SUSE / libpulp

libpulp enables live patching in user space applications.
GNU Lesser General Public License v2.1
55 stars 11 forks source link

WIP: Add ulp_buildid #34

Closed simotek closed 3 years ago

simotek commented 3 years ago

As we will need to ship a live patch for each version of any lib we release, we will have multiple live patches to choose from in many cases. This new command takes a library name and a pid then returns the NT_GNU_BUILD_ID so that a script run as part of the rpm install process can determine which live patch to apply.

Example usage: ulp_buildid -p 28036 /usr/lib64/libcrypto.so.1.1

This is needed because we won't know which version of a library that we need to live patch, in some cases we could have 5-6 choices.

Its along time since i've written much C and when I did it was on a compiler that only supported a pretty old version of the standard so any feedback would be welcome. I just wanted to have something at the point where it was ready to get feedback.

ulp_buildid should probably be in libexecdir as its not really useful for users but I didn't get to that yet.

inconstante commented 3 years ago

As we will need to ship a live patch for each version of any lib we release, we will have multiple live patches to choose from in many cases. This new command takes a library name and a pid then returns the NT_GNU_BUILD_ID so that a script run as part of the rpm install process can determine which live patch to apply.

Thanks for the explanation. :)

Example usage: ulp_buildid -p 28036 /usr/lib64/libcrypto.so.1.1

This is needed because we won't know which version of a library that we need to live patch, in some cases we could have 5-6 choices.

OK.

Its along time since i've written much C and when I did it was on a compiler that only supported a pretty old version of the standard so any feedback would be welcome. I just wanted to have something at the point where it was ready to get feedback.

I wouldn't have known if you hadn't mentioned. :)

ulp_buildid should probably be in libexecdir as its not really useful for users but I didn't get to that yet.

Makes sense. Just to make sure, this doesn't require changes in this project, right? Rather in the .spec file.

Other than the comments above, I'd like to see a new manpage popping up for the new tool, if you have the time to write it (if you don't we should at least document its absence with a new github issue). Likewise in the README file.

susematz commented 3 years ago

As a general comment: I want all user facing functionality to be part of a single 'ulp' executable, not split over multiple executables. And I positively hate underscores in executables names. I consider printing the build id to be user facing because a random admin might be interested in that, not just the live patch build process, so please integrate this into 'ulp' as subcommand.

To perhaps clarify my mental model: anything that takes a PID is potentially user facing. Anything that only consumes an ELF file and some metadata, and emits either other ELF files or other metadata would not be user facing (e.g. used only in the livepatch build process). The latter can stay separate tools, from my perspective.
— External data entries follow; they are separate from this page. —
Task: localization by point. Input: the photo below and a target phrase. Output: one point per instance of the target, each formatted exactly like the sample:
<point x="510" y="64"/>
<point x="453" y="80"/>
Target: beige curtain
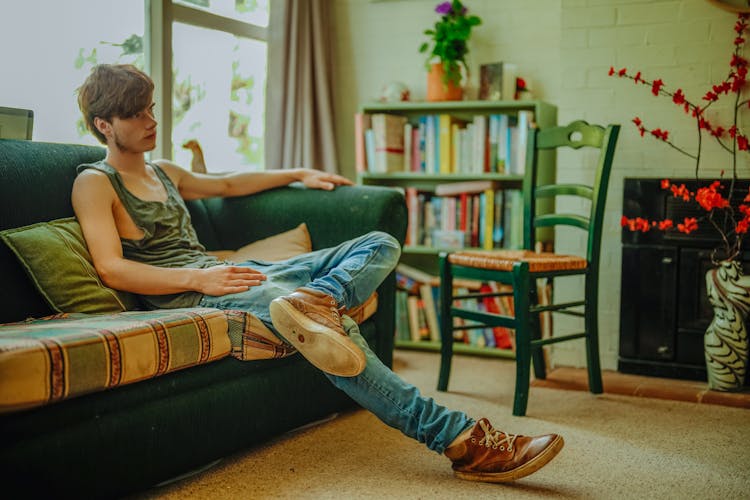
<point x="299" y="107"/>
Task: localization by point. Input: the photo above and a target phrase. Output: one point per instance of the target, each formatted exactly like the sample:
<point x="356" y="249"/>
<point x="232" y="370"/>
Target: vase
<point x="437" y="90"/>
<point x="725" y="342"/>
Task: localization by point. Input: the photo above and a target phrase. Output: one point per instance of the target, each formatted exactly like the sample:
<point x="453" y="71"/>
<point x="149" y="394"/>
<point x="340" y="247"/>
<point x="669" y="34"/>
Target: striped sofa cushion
<point x="66" y="355"/>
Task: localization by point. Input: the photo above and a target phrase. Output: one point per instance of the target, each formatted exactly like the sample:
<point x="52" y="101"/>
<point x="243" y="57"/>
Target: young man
<point x="139" y="233"/>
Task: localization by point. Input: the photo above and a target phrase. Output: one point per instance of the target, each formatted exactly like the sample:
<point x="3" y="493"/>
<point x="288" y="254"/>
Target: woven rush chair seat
<point x="517" y="291"/>
<point x="503" y="260"/>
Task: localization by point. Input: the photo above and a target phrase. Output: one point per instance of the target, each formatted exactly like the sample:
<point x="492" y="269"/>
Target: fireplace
<point x="664" y="310"/>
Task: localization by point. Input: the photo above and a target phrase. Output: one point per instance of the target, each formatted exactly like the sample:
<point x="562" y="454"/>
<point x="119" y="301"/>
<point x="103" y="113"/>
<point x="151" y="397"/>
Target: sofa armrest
<point x="331" y="216"/>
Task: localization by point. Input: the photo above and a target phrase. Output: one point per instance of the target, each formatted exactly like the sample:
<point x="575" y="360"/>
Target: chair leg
<point x="537" y="355"/>
<point x="521" y="288"/>
<point x="592" y="338"/>
<point x="446" y="322"/>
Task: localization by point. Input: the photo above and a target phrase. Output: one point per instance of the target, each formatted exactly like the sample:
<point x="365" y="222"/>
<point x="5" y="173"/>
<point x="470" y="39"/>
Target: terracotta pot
<point x="439" y="91"/>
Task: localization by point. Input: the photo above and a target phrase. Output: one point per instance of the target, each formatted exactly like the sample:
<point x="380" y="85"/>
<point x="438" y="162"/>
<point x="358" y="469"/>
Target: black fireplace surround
<point x="664" y="310"/>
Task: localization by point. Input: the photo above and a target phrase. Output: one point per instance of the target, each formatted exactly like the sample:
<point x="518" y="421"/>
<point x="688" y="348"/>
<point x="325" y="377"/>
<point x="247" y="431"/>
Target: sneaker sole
<point x="524" y="470"/>
<point x="325" y="348"/>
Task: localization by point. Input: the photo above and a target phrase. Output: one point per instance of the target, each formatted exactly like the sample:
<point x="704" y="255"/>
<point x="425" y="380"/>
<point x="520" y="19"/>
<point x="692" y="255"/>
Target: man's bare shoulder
<point x="92" y="183"/>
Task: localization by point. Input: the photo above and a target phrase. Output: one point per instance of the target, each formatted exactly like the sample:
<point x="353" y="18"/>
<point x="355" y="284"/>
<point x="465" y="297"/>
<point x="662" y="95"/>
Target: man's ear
<point x="103" y="126"/>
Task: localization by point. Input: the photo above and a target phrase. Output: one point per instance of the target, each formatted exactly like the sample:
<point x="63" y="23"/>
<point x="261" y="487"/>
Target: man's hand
<point x="223" y="280"/>
<point x="317" y="179"/>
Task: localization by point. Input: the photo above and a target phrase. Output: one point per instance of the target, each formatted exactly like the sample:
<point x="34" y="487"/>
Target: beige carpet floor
<point x="616" y="447"/>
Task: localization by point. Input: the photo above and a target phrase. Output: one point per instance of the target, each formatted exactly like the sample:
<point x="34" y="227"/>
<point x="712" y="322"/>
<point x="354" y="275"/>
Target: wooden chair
<point x="522" y="268"/>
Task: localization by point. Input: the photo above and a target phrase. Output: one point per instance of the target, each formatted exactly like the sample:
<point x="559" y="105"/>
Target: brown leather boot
<point x="310" y="321"/>
<point x="496" y="457"/>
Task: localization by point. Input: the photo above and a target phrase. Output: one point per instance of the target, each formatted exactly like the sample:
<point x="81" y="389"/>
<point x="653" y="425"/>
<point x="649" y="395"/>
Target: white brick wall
<point x="564" y="48"/>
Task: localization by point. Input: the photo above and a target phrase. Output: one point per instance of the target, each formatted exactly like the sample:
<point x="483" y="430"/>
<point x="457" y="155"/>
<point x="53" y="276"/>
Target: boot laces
<point x="495" y="439"/>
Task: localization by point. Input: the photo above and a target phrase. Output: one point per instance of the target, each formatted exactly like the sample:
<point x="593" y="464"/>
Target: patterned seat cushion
<point x="66" y="355"/>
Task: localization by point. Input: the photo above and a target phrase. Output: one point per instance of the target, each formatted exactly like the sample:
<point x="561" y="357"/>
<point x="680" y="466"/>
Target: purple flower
<point x="444" y="8"/>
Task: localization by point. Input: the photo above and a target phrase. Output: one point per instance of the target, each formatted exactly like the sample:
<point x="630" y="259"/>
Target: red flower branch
<point x="736" y="220"/>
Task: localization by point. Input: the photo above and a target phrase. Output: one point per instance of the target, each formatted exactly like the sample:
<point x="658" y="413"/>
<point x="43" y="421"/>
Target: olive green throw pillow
<point x="55" y="256"/>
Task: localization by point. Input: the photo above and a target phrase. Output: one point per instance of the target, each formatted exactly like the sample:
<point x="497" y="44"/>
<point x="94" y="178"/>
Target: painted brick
<point x="620" y="36"/>
<point x="655" y="12"/>
<point x="588" y="17"/>
<point x="574" y="38"/>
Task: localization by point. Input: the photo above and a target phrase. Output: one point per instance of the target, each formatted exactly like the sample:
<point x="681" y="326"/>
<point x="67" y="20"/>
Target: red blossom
<point x="688" y="226"/>
<point x="678" y="97"/>
<point x="680" y="192"/>
<point x="710" y="96"/>
<point x="660" y="134"/>
<point x="709" y="198"/>
<point x="656" y="86"/>
<point x="666" y="224"/>
<point x="737" y="61"/>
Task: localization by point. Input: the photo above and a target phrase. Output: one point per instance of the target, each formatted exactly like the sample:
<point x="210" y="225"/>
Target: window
<point x="45" y="60"/>
<point x="218" y="82"/>
<point x="214" y="80"/>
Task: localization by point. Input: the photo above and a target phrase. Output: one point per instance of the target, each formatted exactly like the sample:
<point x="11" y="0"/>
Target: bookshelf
<point x="407" y="165"/>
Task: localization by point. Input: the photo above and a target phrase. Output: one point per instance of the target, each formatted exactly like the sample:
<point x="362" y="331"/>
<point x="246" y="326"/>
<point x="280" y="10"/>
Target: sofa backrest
<point x="35" y="183"/>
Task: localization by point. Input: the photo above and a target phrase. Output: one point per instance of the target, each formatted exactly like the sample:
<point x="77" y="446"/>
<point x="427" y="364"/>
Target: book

simotek commented 3 years ago

As a general comment: I want all user facing functionality to be part of a single 'ulp' executable, not split over multiple executables. And I positively hate underscores in executables names. I consider printing the build id to be user facing because a random admin might be interested in that, not just the live patch build process, so please integrate this into 'ulp' as subcommand.

To perhaps clarify my mental model: anything that takes a PID is potentially user facing. Anything that only consumes an ELF file and some metadata, and emits either other ELF files or other metadata would not be user facing (e.g. used only in the livepatch build process). The latter can stay separate tools, from my perspective.

This isn't really designed or intended to be a "user facing" which is why I was suggesting installing it to /usr/libexec. My intention here was to use it as part of an automated process to apply live patches on package install. The easiest and tidiest way to do this in my mind is to do this with a scripting language calling separate binaries where needed. The current work in progress prototype for this is https://github.com/simotek/libpulp/blob/tools/tools/ulp_apply Usage ./ulp_apply "/usr/lib64/libcrypto.so.1.1" This will then patch libcrypto in every running process with libpulp loaded (Note I need to push some changes to ulp_dump so it will work for everyone). Having said that maybe this tool would also be useful if someone felt the need to apply patches manually, i'm not sure what we actually want to support here.

I guess I was trying to be consistent with ulp_dump, ulp_trigger and ulp_reverse so the question is should they all be intergrated as sub commands of the ulp binary? if so should we do that all at the same time, or should we just optionally add the build_id as part of the broader info it prints.

Currently ulp doesn't seem well setup to handle sub commands so maybe that should be done all at once.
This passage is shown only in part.